As I cooked breakfast, I introduced myself to the other members of the hostel and met a German couple, Nadine and Sascha, who were planning a jungle tour to Limoncocha. Of course, I asked to join! They said I was welcome, especially since three people would make the tour cheaper. We rushed down to a café to meet the guide, a young Kichwa man named Nixon, to decide the details. The couple wanted to make sure they liked this guide, after a poor experience on their last tour. Over juices, the plan was arranged and we agreed on a price of $180 per person for three days and nights. It sounds like a lot of money compared to an $8 per night hostel, but it would barely cover one night at a hotel in Seattle. Food, lodging, transportation, a full-time guide and cook, and three days in the Amazon – sounds like a good value to me!
I spent the afternoon walking through the rain with Matthias and Rebecca in a park called La Isla. It’s not actually an island, but rather the center of the “Y” formed by the confluence of Tena’s two rivers. Although both sides of the river are highly developed, this central region has been preserved as primary forest. In the park, we found captive monkeys, herons, turtles and caimans in a sort of zoo. Wild squirrel monkeys also abounded. In the gazebo, I came across a white-haired lady from Oregon studying her Spanish homework. We talked for a while about her nursing volunteer work, and she showed me a giant tarantula she’d been eyeing. She reminded me so much of my mom!

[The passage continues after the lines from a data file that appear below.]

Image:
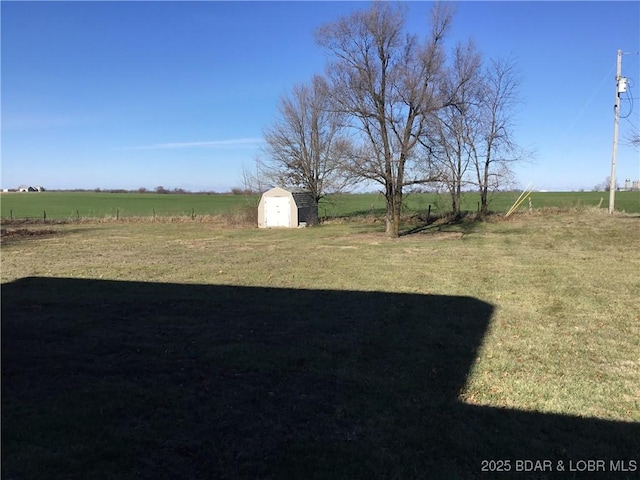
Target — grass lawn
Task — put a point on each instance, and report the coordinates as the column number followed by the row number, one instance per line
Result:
column 187, row 350
column 83, row 205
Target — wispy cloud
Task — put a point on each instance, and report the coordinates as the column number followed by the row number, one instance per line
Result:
column 227, row 143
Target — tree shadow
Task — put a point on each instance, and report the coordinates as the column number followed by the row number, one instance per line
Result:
column 105, row 379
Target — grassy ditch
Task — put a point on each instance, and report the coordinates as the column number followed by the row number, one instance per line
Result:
column 189, row 350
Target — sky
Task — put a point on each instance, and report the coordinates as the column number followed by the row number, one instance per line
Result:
column 177, row 94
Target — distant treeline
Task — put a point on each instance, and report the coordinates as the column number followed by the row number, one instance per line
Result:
column 160, row 189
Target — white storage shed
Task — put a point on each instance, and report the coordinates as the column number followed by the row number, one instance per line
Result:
column 287, row 208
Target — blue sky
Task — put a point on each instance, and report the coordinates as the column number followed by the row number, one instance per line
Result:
column 143, row 94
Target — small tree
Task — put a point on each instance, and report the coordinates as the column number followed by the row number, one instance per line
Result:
column 387, row 84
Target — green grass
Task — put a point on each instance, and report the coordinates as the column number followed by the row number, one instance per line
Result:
column 65, row 205
column 344, row 205
column 191, row 351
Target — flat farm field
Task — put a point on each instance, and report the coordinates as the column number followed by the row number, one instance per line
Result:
column 187, row 350
column 82, row 205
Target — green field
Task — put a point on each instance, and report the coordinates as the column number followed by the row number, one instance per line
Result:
column 186, row 350
column 65, row 205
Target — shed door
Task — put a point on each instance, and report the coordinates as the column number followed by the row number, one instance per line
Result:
column 277, row 211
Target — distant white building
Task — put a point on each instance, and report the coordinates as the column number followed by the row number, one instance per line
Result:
column 24, row 188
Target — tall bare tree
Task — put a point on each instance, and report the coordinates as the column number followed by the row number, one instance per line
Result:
column 387, row 83
column 304, row 147
column 491, row 139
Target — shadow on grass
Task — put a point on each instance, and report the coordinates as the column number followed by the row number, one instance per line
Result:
column 104, row 379
column 467, row 222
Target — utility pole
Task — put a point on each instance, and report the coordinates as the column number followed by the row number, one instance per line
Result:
column 621, row 87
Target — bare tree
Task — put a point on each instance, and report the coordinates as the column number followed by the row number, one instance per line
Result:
column 491, row 140
column 304, row 147
column 452, row 127
column 387, row 83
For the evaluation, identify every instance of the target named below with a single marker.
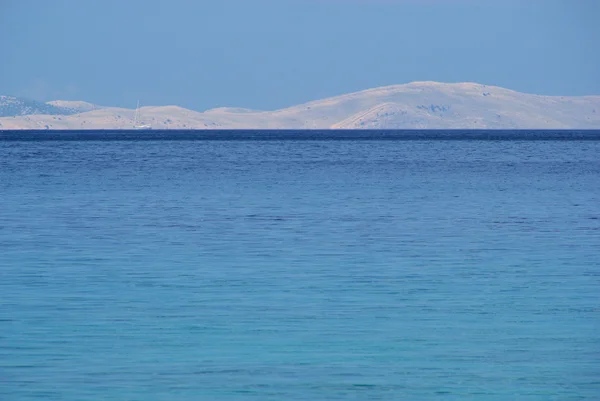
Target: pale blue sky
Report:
(267, 54)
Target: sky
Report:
(269, 54)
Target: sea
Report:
(300, 265)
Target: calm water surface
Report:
(299, 270)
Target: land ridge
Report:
(416, 105)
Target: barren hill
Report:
(416, 105)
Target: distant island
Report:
(417, 105)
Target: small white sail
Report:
(137, 124)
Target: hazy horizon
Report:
(269, 55)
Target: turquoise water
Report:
(299, 270)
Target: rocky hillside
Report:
(426, 105)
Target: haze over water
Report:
(155, 269)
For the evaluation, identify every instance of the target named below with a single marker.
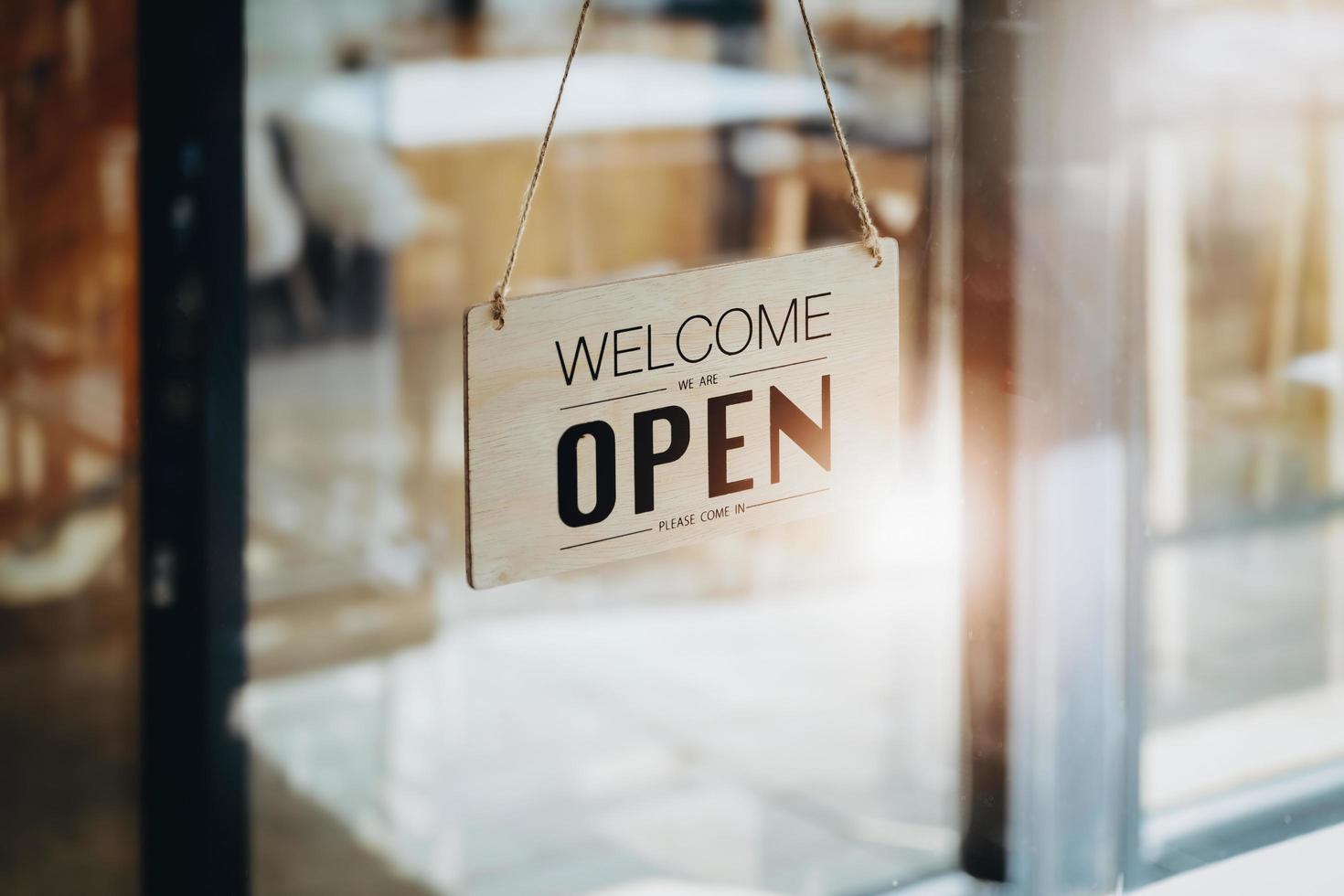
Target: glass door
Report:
(775, 712)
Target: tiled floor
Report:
(775, 710)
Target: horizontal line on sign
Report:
(608, 539)
(617, 398)
(788, 498)
(777, 367)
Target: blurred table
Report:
(452, 102)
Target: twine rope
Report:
(499, 304)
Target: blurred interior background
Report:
(798, 720)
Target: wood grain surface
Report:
(720, 361)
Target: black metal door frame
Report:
(192, 361)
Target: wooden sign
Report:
(617, 421)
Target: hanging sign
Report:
(617, 421)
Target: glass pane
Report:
(741, 712)
(1244, 215)
(69, 664)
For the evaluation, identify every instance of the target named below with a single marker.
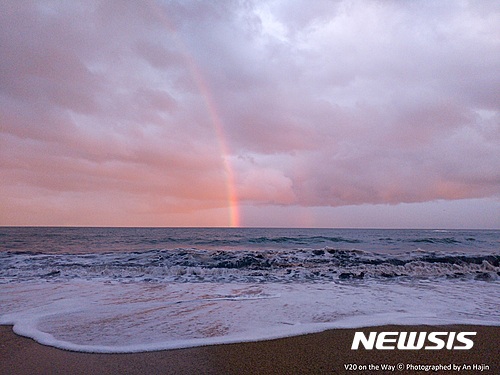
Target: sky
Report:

|The tower and bridge over the confluence of Tena's two rivers. A sign proudly states, "Brought to You by The Petroleum Industry."
|Three indigenous figures in a public park.
This evening, I scrambled to prepare for the trip to Limoncocha. It begins with a 7-hour night bus through Coca all the way into the interior Amazon. Talk about adventure! I packed food, got money out of the ATM, stored most of my luggage at the hostel, and caught a taxi down to the bus terminal with Nadine and Sascha. There, we were greeted with a new guide, Fausto, and Nixon hurriedly explaining that he couldn’t come after all. Fausto was carrying our rubber boots and several cardboard boxes of fruits, vegetables, grains, toilet paper, and water. They say in Ecuador, Todo es posible, nada es seguro. Everything is possible, nothing is certain. I have never heard a more apt slogan.
I found my window-seat next to Fausto, wrapped my orange bandana around my eyes, and settled in for a long, bumpy night.